Methotrexate

Saara Rawn MD/PhD, Raj Carmona MBBS FRCPC

INDICATIONS  (including off-label uses)

Rheumatoid Arthritis, Psoriasis, polyarticular Juvenile Onset Idiopathic Arthritis

Off-Label Uses: Psoriatic Arthritis and other seronegative spondyloarthropathies with peripheral arthritis, SLE, Uveitis, Polymyositis / Dermatomyositis, Vasculitis, Crohn’s Disease


ADULT DOSING

Usually 15 mg PO/SC weekly for 2 weeks, then increase to 20 mg PO/SC weekly.  Consider lower starting/maintenance dose and slower titration in elderly patients or those with significant comorbidities.  Maximum dose: 25 mg PO/SC weekly.  Onset of action is relatively slow and can take 6-8 weeks to see benefit.
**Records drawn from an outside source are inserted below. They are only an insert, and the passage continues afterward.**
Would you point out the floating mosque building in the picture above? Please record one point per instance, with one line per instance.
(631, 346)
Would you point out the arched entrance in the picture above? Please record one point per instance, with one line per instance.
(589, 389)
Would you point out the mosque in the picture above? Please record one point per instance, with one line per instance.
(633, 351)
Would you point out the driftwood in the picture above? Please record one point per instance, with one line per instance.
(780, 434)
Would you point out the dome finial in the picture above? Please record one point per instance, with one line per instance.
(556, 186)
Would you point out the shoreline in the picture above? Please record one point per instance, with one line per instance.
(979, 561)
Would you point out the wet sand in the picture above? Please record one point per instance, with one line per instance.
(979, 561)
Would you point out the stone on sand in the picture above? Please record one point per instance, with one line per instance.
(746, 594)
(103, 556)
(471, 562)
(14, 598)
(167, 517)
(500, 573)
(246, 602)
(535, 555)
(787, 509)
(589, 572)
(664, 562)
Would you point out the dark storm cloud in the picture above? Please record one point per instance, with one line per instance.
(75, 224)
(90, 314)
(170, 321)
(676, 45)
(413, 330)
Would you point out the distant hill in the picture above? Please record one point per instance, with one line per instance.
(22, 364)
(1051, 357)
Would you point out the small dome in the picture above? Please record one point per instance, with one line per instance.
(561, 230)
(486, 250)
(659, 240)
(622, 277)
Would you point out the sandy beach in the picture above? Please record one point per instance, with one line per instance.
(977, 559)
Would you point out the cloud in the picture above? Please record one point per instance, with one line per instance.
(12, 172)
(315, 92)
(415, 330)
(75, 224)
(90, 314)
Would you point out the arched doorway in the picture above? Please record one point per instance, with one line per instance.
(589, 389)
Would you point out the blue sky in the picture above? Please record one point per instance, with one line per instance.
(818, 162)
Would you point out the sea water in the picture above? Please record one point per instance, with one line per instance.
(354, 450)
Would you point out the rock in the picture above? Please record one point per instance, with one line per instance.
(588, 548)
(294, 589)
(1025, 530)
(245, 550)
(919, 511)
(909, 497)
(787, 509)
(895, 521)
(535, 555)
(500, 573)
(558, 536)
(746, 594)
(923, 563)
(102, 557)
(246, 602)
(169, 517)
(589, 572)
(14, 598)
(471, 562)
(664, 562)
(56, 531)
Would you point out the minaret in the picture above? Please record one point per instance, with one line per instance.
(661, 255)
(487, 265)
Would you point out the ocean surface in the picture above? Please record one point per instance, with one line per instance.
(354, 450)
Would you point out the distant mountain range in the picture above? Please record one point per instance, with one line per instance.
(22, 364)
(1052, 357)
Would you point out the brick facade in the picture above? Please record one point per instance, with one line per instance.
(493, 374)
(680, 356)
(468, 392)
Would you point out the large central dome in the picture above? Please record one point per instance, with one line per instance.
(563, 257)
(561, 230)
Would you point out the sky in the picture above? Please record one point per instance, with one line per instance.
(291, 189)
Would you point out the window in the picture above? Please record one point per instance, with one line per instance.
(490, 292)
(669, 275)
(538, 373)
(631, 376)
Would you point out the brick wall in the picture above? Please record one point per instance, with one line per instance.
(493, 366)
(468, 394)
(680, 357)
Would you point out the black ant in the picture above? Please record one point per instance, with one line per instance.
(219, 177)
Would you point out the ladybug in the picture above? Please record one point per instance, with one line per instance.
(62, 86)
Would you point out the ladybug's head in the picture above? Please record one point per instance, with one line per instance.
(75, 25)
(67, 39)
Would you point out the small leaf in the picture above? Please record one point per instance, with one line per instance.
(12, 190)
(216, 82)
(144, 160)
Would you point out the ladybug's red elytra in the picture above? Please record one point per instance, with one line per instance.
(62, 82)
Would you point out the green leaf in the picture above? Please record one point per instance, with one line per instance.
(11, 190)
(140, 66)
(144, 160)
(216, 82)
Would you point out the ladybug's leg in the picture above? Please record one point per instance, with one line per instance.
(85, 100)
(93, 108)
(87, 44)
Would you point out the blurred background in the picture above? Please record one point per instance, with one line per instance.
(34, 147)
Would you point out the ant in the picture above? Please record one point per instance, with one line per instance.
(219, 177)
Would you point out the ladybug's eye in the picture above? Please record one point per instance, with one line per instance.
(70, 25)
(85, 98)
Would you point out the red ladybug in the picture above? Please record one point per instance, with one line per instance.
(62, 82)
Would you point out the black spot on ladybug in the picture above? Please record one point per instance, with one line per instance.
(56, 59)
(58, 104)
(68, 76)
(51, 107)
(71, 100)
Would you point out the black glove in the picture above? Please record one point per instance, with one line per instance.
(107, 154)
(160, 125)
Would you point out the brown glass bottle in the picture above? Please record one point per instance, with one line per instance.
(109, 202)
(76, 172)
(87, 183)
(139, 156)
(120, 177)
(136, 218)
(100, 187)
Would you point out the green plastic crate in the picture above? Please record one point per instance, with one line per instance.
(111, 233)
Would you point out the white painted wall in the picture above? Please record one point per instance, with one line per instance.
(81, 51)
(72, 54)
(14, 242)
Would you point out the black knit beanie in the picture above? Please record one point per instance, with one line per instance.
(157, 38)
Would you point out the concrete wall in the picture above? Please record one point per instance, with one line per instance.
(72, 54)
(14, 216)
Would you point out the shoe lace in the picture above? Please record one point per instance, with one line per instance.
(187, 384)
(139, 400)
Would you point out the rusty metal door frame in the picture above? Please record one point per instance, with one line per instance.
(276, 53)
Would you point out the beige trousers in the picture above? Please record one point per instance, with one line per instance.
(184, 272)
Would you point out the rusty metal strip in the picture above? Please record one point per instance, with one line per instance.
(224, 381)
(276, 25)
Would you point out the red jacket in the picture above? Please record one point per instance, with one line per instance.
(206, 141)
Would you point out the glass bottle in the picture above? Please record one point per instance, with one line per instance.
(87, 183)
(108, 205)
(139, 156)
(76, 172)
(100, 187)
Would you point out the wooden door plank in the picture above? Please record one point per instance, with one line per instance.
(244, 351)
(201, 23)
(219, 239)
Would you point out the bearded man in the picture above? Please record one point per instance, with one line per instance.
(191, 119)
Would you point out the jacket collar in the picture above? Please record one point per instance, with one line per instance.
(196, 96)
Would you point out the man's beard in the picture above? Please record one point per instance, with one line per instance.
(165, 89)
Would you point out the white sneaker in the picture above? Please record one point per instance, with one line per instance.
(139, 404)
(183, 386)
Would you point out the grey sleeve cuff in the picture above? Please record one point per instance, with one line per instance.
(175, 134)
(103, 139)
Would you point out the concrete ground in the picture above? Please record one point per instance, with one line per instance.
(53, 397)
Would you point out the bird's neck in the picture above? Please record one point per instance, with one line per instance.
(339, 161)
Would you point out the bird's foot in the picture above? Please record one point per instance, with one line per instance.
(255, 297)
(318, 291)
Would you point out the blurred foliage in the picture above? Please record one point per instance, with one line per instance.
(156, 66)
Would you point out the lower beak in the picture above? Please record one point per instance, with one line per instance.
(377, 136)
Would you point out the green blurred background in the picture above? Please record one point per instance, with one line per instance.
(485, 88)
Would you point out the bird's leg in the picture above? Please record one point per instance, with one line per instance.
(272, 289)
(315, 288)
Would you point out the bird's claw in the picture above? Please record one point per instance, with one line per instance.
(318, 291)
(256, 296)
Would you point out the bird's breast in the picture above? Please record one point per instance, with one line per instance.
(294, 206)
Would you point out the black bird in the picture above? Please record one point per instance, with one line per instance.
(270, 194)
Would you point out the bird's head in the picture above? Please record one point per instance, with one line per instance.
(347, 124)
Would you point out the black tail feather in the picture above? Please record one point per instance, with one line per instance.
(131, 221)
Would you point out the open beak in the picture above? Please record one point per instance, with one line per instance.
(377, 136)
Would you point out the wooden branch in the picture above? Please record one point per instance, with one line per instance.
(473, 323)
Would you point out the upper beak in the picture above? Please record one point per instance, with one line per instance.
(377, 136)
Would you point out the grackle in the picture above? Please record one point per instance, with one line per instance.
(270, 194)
Folic Acid 5 mg PO weekly (on day after methotrexate): to reduce hematologic, gastrointestinal, and hepatic adverse events related to methotrexate.


DOSE ADJUSTMENT

Hepatic Impairment

There are no dosage adjustments provided in the manufacturer’s labeling; avoid or use with caution in patients with impaired hepatic function or pre-existing hepatic damage.

Renal Impairment  
CrCl 10 to 50 mL/minute: administer 50% of dose
CrCl <10 mL/minute: avoid use
Intermittent hemodialysis: Administer 50% of dose (post dialysis)

MONITORING

Baseline: CBC, Cr, LFTS (AST, ALT, ALP, GGT, Bilirubin, Albumin), Hepatitis B/C serology.  Consider CXR.

Every 1-2 months: CBC, Cr, AST, ALT, Albumin


CONTRAINDICATIONS

Pregnant or at risk of becoming pregnant (counsel female patients!), hypersensitivity to methotrexate, alcoholism, alcoholic liver disease or other chronic liver disease, immunodeficiency syndromes (overt or laboratory evidence); pre-existing blood dyscrasias (eg, bone marrow hypoplasia, leukopenia, thrombocytopenia, significant anemia)


SIDE EFFECTS AND ADVERSE REACTIONS

GI side-effects most common (10%): anorexia, nausea, vomiting, diarrhea, weight loss, oral ulcers

General: malaise, fatigue, dizziness

Hepatoxicity: elevated transaminases (up to 15%), cirrhosis (generally only after prolonged use)

Hematologic (1-3%): anemia, leucopenia, thrombocytopenia, pancytopenia

Respiratory: rarely, methotrexate can cause interstitial pneumonitis (fever, cough, SOB)

Dermatology: rarely, can cause severe skin reactions  

Methotrexate can cause an elevation of liver enzymes, so patient should be advised to abstain from alcohol.  It is a teratogen and effective birth control should be discussed in women of child-bearing age.  Methotrexate should be held in the case of serious infections.


PREGNANCY AND LACTATION

Methotrexate has been reported to cause fetal death and/or congenital abnormalities. If used in women of childbearing potential, effective contraception is necessary.  Pregnant women should not receive methotrexate. Studies in animals and pregnant women have shown evidence of fetal abnormalities.  The manufacturer classifies methotrexate as pregnancy category X (for psoriasis or RA).


MECHANISM OF ACTION

Methotrexate is a folate antimetabolite that inhibits DNA synthesis, repair, and cellular replication. It acts intra-cellular by irreversibly binding to and inhibiting dihydrofolate reductase, inhibiting the formation of reduced folates, and thymidylate synthetase, resulting in inhibition of purine and thymidylic acid synthesis.  Methotrexate is cell cycle specific for the S phase of the cycle. Actively proliferative tissues are more susceptible to the effects of methotrexate.

Low amounts of methotrexate are excreted into breast milk. Due to the potential risk of harm to the breast-feeding infant, use is contraindicated in nursing mothers.